4. Watch first then play in parallel.  For your first experience it is vital that everyone decide their comfort zones. Therefore, it is critical to progress progressively, mainly if one person is apprehensive. Try watching another couple play. If you are both comfortable with this  - enjoy the excitement and play together, just the two of you, but in the same room as another couple.

5. Play at the same level as your partner.  Try to keep the level of intimacy between all people involucred about equal. this is only just a recommendation, not a strict rule. anyhow, the more the balance of intimacy falters, the more probable it is that somebody will become comfortless. If your partner is having full-fledged intercourse while you are just talking with your swapped partner you could become comfortless fairly rapidly, mainly if you are new to the way of life.

6. Ensure both partners are having FUN!  Play so as to you both are having fun. do not focus on just one person so as to one of you is getting each and every one of the attention, mainly in your first few encounters. With experience it is easier to “take turns” and keep everyone happy and comfy.
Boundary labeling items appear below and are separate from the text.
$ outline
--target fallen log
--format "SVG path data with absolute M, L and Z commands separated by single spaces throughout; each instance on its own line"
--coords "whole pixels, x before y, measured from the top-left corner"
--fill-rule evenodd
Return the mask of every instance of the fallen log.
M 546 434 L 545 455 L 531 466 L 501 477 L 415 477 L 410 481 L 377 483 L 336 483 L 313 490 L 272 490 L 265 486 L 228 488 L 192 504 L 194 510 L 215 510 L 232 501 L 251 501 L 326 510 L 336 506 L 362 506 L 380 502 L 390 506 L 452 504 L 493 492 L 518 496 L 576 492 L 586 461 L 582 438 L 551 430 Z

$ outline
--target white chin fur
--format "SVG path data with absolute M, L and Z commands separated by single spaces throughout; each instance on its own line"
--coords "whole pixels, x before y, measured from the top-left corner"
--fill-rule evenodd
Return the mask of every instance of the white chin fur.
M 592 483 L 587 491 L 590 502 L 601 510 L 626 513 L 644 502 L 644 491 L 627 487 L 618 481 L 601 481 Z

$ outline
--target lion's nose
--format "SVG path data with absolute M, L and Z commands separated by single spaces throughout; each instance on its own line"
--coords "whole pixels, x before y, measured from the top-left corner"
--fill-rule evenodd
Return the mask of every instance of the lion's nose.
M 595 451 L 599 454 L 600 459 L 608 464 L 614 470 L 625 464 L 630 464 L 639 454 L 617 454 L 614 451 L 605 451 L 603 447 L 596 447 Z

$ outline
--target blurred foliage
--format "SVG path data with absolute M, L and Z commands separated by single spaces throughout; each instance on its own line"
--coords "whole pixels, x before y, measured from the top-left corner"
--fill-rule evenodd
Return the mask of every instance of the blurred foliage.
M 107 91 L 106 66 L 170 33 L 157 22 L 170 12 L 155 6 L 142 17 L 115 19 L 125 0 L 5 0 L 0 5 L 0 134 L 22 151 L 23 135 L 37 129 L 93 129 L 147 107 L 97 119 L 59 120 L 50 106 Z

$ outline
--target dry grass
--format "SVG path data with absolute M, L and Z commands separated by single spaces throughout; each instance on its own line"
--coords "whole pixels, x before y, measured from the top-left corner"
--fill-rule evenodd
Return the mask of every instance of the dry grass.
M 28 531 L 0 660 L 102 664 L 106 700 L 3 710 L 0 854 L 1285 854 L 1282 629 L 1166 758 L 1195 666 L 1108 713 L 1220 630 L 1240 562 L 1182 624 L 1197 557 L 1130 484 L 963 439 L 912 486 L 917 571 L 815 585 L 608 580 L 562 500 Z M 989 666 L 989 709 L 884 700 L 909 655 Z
7. Decide a "save me" signal.  Before you start off any swinging encounters decide a signal that either partner can give at any point in the experience that tells "Something is up. We require to discussion." This signal will be used if somebody becomes edgy. If the signal is provided by either partner stop and talk instantly, it doesn't matter what is occurring.

8. Take home the eroticism and passion.  Playing with another couple can exponentially boost the sexual attraction between you and your significant other. One of the main factors couples swing is to improve their own relationship, both sexually and emotionally. a fantastic swinging experience improves your own relationship. Chat about your encounters when you get home.

9. Men, don't be surprised if you have difficulty keeping an erection. Women, be ready to play without an erection to assist.  One of nature's cruelest jokes was to give a man his most desired fantasy only to have experience penis malfunction. It will happen. apart from the usual conception that men will jump at any possibility for sex despite the fact of the partner, it is often complicated for a male to overcome the socially reinforced belief that sleeping with somebody other than his partner is forbidden.

10. Swinging might be a bad experience if:

* somebody gets a disease
* you believe that swinging is wrong but wonder if a personal experience could persuade you otherwise (you will not be convinced)
* you don't communicate with your partner
* you are not elaborated emotionally or physically

11. You can make swinging even better for you and your partner by:

* staying in communication with your partner
* experience erotic pleasure in ways except intercourse
* increasing your experiences to include even more fun games to play at home

12. No signifies no. ...but once in a while its difficult to say no. You could be unsure of your partner's feelings or even our own, you may not know how to mention "no", or you may just be uncomfortable ignoring someone. In the case you need/want to mention "no" but can't/won't, easily withdraw. Go to the bathroom. Establishing a no-pressure circumstance is extremely important when swinging, mainly for newcomers.

13.  Don't play with couples in conflict.  We all have setbacks from time to time. anyhow, if it is palpable that a couple is not getting along it is probable that swinging with that couple will become negative.

14. HAVE FUN!

Swinging is about enjoying intimacy with your partner and heightening the experience by this includes other couples. Just enjoy the indulgence and have fun!